Lotito: “La Lazio era considerata una sfida impossibile, io l’ho considerata uno sport estremo. Bayern? Fatturano 4 volte noi ma potevamo fargliene 3”
Claudio Lotito è intervenuto in serata a un evento organizzato presso l’università LUISS dove ha avuto luogo una lezione dal titolo "I bilanci di una società", tenuta dall'avvocato ed ex difensore biancoceleste Guglielmo Stendardo. La lezione si è svolta nell'aula Magna dell'Ateneo, con inizio alle ore 18:00.

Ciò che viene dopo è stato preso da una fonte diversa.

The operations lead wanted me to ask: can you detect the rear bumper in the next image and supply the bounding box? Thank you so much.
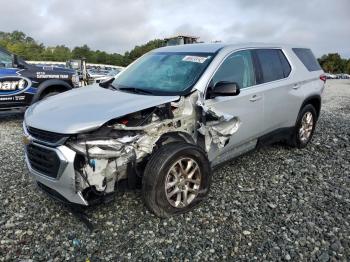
[25,142,88,206]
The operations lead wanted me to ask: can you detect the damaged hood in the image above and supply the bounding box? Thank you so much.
[24,85,180,134]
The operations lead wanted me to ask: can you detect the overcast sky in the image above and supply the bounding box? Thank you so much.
[0,0,350,57]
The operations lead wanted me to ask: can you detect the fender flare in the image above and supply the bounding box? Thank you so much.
[32,79,73,103]
[299,95,322,118]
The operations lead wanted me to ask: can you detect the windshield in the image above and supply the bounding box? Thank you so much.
[112,52,214,95]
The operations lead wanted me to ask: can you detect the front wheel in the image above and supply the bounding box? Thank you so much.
[142,142,211,217]
[292,104,317,148]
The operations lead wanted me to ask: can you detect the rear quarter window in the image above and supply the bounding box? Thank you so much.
[292,48,322,72]
[255,49,291,83]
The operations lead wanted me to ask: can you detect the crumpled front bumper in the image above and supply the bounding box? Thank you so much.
[25,141,88,206]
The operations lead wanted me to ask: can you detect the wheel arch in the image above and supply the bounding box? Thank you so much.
[300,95,321,119]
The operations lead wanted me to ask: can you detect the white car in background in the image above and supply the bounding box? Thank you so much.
[94,68,123,83]
[324,73,337,79]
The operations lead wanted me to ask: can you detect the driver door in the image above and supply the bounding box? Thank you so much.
[205,50,264,165]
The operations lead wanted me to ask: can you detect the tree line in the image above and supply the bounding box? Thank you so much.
[0,31,350,74]
[0,31,165,66]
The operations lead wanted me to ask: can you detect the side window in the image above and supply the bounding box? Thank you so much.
[210,50,255,89]
[256,49,291,83]
[0,50,12,68]
[278,50,292,77]
[293,48,322,72]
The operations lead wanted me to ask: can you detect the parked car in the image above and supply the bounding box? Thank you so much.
[325,73,338,79]
[94,68,122,83]
[0,48,79,113]
[23,43,326,217]
[87,69,108,79]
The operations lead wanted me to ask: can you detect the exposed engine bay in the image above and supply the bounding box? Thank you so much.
[67,92,240,203]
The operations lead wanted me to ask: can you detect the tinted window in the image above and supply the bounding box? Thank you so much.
[210,50,255,88]
[293,48,322,72]
[278,50,292,77]
[0,50,12,68]
[256,49,291,83]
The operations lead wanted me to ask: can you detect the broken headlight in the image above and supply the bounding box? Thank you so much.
[67,136,137,158]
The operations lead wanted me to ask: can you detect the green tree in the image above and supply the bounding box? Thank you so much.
[319,53,346,74]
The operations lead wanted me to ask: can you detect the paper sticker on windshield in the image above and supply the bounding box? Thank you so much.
[182,55,210,64]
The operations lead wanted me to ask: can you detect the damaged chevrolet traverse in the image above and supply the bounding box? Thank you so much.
[23,44,325,217]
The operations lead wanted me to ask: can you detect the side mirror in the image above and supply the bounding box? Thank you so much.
[12,54,18,67]
[98,77,114,88]
[208,81,240,98]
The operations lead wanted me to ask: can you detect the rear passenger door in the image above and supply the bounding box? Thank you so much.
[254,49,303,133]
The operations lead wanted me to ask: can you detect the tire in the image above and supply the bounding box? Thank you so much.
[142,142,211,218]
[40,91,60,100]
[292,104,317,148]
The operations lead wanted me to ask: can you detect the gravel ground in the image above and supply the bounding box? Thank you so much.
[0,80,350,261]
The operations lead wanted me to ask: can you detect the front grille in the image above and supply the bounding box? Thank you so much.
[27,144,60,178]
[27,127,65,144]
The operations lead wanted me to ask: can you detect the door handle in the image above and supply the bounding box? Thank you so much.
[293,84,301,89]
[249,95,261,102]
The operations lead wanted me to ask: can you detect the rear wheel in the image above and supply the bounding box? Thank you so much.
[292,104,317,148]
[142,142,211,217]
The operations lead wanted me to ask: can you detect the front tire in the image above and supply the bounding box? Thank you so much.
[292,104,317,148]
[142,142,211,217]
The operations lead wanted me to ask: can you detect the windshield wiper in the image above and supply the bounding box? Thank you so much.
[118,87,153,95]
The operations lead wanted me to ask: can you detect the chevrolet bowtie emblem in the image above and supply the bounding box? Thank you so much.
[23,135,32,145]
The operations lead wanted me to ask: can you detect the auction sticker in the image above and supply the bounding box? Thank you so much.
[182,55,210,64]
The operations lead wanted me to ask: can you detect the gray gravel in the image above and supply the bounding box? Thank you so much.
[0,80,350,261]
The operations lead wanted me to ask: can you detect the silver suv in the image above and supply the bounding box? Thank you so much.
[23,44,325,217]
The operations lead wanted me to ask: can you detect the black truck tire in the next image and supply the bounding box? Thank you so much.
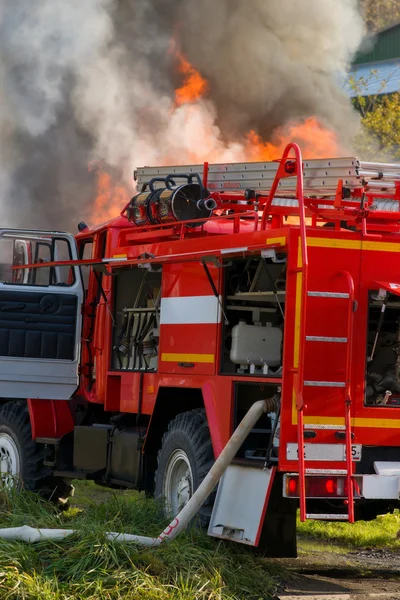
[0,400,73,504]
[154,409,215,527]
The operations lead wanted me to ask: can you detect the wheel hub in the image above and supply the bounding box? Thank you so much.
[0,433,20,487]
[163,449,193,515]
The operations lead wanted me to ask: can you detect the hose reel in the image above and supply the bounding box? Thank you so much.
[127,173,217,227]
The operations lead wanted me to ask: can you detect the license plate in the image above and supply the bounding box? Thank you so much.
[286,444,362,462]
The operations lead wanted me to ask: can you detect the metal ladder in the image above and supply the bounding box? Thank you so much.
[134,156,400,198]
[297,271,356,523]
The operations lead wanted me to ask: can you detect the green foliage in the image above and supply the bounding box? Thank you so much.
[350,70,400,160]
[0,489,277,600]
[360,0,400,31]
[298,514,400,550]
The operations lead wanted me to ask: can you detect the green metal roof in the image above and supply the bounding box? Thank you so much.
[353,23,400,65]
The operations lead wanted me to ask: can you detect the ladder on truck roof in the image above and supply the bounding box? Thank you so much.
[134,157,400,200]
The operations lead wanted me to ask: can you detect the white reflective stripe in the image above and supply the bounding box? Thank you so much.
[360,475,400,500]
[221,246,249,254]
[286,443,362,462]
[160,296,221,325]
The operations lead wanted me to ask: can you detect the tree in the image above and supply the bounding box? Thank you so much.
[350,71,400,160]
[359,0,400,32]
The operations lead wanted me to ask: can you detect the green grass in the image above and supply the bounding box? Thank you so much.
[297,513,400,550]
[0,484,277,600]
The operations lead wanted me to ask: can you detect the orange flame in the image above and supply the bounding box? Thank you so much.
[89,51,341,222]
[175,50,209,106]
[93,170,130,223]
[246,117,341,161]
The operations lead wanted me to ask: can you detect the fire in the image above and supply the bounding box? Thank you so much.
[175,50,209,106]
[93,170,130,223]
[93,48,341,222]
[246,117,340,161]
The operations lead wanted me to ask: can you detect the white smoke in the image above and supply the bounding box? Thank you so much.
[0,0,363,229]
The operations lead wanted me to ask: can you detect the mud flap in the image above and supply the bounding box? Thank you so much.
[208,464,276,546]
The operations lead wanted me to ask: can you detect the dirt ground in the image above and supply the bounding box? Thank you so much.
[275,540,400,600]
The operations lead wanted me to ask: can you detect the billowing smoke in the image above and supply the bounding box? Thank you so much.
[0,0,363,231]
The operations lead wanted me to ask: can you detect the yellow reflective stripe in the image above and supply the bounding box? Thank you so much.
[361,242,400,252]
[292,414,400,429]
[307,237,362,250]
[266,237,286,246]
[161,352,215,363]
[307,237,400,252]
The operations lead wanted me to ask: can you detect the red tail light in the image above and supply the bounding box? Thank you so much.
[286,475,347,498]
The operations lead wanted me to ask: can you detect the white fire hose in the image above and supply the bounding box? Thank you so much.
[0,397,278,547]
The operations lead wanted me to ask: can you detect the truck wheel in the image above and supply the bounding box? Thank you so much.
[0,401,73,504]
[155,409,214,527]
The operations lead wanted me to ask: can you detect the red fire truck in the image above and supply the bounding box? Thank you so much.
[0,144,400,556]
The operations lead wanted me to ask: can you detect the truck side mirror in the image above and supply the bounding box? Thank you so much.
[12,239,32,284]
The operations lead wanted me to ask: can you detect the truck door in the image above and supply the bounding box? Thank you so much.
[0,229,83,400]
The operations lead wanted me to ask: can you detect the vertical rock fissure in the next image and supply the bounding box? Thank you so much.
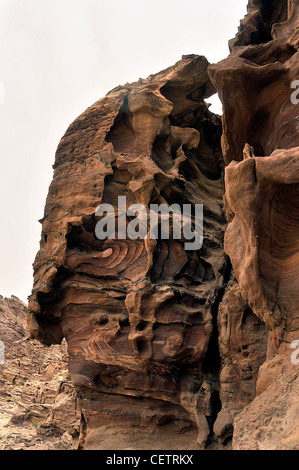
[203,258,232,446]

Stendardo ha presentato così il presidente della Lazio Claudio Lotito, introducendolo ai presenti in aula nelle vesti di ospite speciale:
“C’è un centro sportivo all’avanguardia a Formello, palestre e piscine. Il tifoso si ferma al risultato sportivo, ma la Lazio è una società che tiene i conti in ordine, che ha chiuso la semestrale con 40 milioni di utile, ha conciliato risultati economico-finanziari con quelli sportivi. Grazie al presidente ho avuto la fortuna di giocare nella Lazio, dal 2006, mi ha insegnato tanto. Spesso viene criticato, a me ha insegnato molto e lo ringrazio ancora”.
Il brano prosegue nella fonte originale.